NEWS

WEIGHTED GREY WOLF OPTIMIZER WITH IMPROVED CONVERGENCE RATE IN TRAINING MULTI-LAYER PERCEPTRON TO SOLVE CLASSIFICATION PROBLEMS


(Received: 18-May-2021, Revised: 2-Aug.-2021 , Accepted: 12-Aug.-2021)
The Grey Wolf Optimizer (GWO) is a very recently developed and emerging swarm-intelligent algorithm. The GWO algorithm was inspired by the social dominance hierarchy and hunting strategy of the grey wolves that has been successfully tailored to tackle various discrete and continuous optimization problems. During its practical implementation, however, it may be stuck in sub-optimal solutions (stagnation in local optima) due to its less exploration in the early stages that show the main drawback of this algorithm. Therefore, this research work enhances the hunting and attacking mechanism in order to modify the corresponding position updated equation and exploitation equation, respectively, to propose a novel algorithm, called Weighted Grey Wolf Optimizer with Improved Convergence Rate (WGWOIC). The effectiveness of the proposed algorithm (WGWOIC) is investigated by testing it an 33 different and fairly popular numerical benchmark functions. Although, these test functions are considered from two different benchmark datasets to assess the strength and robustness of the proposed algorithm regarding the unknown search space of the problem. In order to carry out performance analysis, moreover, the WGWOIC’s results are compared against many other state-of-the-art meta-heuristic algorithms, such as Particle Swarm Optimization (PSO), Moth-Flame Optimization (MFO), Whale Optimization Algorithm (WOA), Grey Wolf Optimizer (GWO) and very recent variants of GWO. The comparative study for WGWOIC concludes that the proposed algorithm provides very competitive results against other studied meta-heuristic algorithms.
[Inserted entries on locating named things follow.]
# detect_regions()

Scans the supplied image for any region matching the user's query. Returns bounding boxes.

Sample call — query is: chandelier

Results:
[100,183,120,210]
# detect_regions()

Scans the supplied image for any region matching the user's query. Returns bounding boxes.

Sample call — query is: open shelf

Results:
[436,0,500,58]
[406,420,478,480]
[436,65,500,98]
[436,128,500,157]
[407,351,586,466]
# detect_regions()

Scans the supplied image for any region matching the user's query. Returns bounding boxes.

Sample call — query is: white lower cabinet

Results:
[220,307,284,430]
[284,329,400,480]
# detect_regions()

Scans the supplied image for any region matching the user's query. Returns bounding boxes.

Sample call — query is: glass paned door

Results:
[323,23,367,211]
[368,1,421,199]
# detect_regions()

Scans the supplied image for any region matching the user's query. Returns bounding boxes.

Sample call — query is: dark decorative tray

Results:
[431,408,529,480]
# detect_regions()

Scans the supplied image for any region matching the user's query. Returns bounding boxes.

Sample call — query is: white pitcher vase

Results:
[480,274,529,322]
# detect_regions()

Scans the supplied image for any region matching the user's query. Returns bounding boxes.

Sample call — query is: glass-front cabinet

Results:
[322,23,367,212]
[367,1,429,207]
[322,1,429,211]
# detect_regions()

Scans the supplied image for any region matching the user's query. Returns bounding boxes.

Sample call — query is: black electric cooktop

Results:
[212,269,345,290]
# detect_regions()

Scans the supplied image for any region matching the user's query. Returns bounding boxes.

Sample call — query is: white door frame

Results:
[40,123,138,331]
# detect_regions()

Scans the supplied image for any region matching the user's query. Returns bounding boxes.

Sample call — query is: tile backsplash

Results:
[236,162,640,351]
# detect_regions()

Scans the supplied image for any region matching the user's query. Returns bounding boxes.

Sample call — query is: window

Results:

Furthermore, the hybridization of the WGWOIC meta-heuristic optimization algorithm with a Multi- Layer Perceptron (MLP) neural network is employed to improve the accuracy of the classification problem. WGWOIC trainer provides the optimal values for weight and biases to the MLP network. Further, the performance is tested in terms of classification accuracy on five popular classification datasets and assesses the efficiency of the WGWOIC trainer is assessed against many other meta-heuristics trainers. The results show that the proposed algorithm eventually provides very competitive outcomes, implying that the WGWOIC algorithm offers a better exploitation, explores the search space and effectively solves several different classification problems.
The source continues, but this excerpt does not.